This leaves 1 extra day beyond the absolute minimum, in case the warden starts being tricksy - "no, you're still in the middle of your visit, so not all 100 have visited yet.".
This scheme also allows for a check mechanism as follows - if at any time:
any prisoner on arriving in the room (other than on the first day) sees a score higher than the number of days elapsed since the start, or
a prisoner on a repeat visit sees a lower score on the cube than last time they visited, or
a prisoner on a repeat visit sees a score higher than the number of days elapsed since their previous visit plus the score they saw on their previous visit
They may assume that someone has been tampering with the cube - either the warden, or another prisoner who failed to follow the plan correctly (if they're not ABSOLUTELY sure they detected tampering, and the state of the cube otherwise seems valid, they should continue as normal). They can then attempt to signal this to other prisoners by leaving the cube showing a score higher than 100, or by leaving the cube solved. They can do this on any future visits too, to maximise the chance of other prisoners discovering the tampering.

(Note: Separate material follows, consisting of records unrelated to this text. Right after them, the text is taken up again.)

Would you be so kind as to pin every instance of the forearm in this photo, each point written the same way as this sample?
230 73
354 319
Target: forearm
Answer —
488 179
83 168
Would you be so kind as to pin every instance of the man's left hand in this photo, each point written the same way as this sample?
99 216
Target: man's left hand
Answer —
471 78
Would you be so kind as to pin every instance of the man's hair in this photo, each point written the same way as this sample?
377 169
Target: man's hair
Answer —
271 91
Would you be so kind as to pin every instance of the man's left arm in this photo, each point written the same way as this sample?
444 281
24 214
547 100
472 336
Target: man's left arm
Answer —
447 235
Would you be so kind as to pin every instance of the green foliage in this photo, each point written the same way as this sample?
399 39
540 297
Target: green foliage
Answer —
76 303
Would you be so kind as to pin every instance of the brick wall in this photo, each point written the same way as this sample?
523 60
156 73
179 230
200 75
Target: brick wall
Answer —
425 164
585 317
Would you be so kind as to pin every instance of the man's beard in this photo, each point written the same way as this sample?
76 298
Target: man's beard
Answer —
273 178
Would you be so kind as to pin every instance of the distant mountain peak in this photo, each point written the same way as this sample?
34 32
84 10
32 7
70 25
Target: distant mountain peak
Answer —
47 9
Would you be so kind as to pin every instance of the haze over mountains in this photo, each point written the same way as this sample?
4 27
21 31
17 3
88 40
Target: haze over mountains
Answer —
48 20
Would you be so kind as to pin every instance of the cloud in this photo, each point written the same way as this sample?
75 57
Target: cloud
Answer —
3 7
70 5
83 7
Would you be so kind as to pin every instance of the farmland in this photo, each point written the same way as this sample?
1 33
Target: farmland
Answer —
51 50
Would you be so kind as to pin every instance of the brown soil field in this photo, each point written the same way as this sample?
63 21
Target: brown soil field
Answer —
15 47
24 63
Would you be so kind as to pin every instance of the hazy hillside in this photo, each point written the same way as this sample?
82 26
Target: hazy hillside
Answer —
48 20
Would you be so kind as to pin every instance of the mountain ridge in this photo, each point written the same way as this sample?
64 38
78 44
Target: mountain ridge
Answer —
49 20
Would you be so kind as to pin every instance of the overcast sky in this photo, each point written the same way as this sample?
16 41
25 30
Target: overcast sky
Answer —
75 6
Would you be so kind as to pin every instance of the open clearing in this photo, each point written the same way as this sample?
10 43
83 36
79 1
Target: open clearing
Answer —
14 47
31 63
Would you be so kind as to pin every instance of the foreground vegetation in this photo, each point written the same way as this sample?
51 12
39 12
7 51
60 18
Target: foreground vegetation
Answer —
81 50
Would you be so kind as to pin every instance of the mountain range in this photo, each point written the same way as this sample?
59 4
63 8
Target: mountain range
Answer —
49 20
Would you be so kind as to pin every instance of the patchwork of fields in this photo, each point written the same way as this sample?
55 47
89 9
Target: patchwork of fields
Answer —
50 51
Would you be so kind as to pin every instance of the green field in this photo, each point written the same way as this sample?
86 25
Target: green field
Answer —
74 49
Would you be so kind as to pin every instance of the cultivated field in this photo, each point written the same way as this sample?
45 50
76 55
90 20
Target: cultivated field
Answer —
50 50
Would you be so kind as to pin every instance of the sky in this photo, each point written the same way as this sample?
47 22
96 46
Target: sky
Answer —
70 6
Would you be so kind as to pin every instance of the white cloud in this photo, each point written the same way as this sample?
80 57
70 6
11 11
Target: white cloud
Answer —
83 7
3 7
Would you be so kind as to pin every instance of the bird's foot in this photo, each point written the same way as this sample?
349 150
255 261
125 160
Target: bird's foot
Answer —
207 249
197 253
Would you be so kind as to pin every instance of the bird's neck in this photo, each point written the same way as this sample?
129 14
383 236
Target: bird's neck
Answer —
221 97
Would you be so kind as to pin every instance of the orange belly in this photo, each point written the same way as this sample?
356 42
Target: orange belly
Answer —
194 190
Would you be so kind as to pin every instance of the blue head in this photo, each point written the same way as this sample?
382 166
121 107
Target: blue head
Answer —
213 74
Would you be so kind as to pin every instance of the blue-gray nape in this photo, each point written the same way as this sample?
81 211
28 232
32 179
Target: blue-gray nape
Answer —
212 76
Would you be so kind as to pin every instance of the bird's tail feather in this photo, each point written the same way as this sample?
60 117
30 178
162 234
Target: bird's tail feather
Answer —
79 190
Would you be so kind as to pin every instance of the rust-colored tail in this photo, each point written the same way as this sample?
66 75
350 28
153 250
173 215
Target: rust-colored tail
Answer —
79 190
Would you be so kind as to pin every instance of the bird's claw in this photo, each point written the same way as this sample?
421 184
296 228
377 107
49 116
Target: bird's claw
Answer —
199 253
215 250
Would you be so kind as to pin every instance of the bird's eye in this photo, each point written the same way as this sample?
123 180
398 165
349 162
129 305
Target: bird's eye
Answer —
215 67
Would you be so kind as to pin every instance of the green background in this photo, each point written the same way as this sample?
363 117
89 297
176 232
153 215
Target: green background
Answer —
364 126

Whilst the puzzle will not be able to be solved once tampering is detected, they at least avoid risking everyone being executed because one of the other prisoners made a mistake or a sabotage occurred...
The marker will be used
by each prisoner to keep track of how many days have passed, and what the last thing they saw on the cube was, in order to aid the tamper-detection strategy.
... or more simply to keep a reminder of how the scores work.